NZDUSD

NZD/USD approaches 0.6000 amid generalised US Dollar weakness  

  • The New Zealand Dollar extends gains on US Dollar’s weakness, nearing 0.6000.
  • Soft US CPI data has boosted expectations of Fed cuts in September.
  • The extended trade truce between US and China provides additional support to the NZD.

The New Zealand Dollar appreciates further on Wednesday after breaching resistance at 0.5970 (July 29, August 8 highs), and the pair advances towards the 0.6000 psychological level, boosted by risk appetite and a weaker US Dollar.
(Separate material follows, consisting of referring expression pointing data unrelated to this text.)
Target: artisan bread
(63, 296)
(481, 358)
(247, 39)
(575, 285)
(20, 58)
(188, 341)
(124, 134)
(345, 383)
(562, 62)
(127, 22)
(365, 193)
Investors are celebrating the moderate US inflation figures released on Tuesday, which have cemented expectations that the Federal Reserve will opt for a rate cut in September, to support the softening labour market. Bets on a 25 bps cut next month have increased to 95%, from 85% before the USCPI release and about 50% one month ago, according to data by the CME Fed Watch tool.

Moderate US inflation boosts hopes of Fed cuts

US Consumer Price Index figures for July revealed that yearly inflation remained steady at 2.7%, against market expectations of an uptick to 2.8%. The core inflation increased slightly above expectations, 3.1% against the consensus 3.0%, from 2.9% in June; these figures, however, did not dent investors’ hopes of lower interest rates.

The calendar is thin today, with only the conferences from Fed officials Austan Goolsbee and Raphael Bostic worth mentioning. Recent comments from these policymakers have been leaning to the dovish side; in that sense, they are unlikely to provide any significant support to the USD.

Regarding the Kiwi, no news is good news in this case. The US and China agreed to extend their trade truce for 90 days, easing tensions between the world’s largest economies and fuelling risk appetite further, to the benefit of China proxies like the New Zealand Dollar.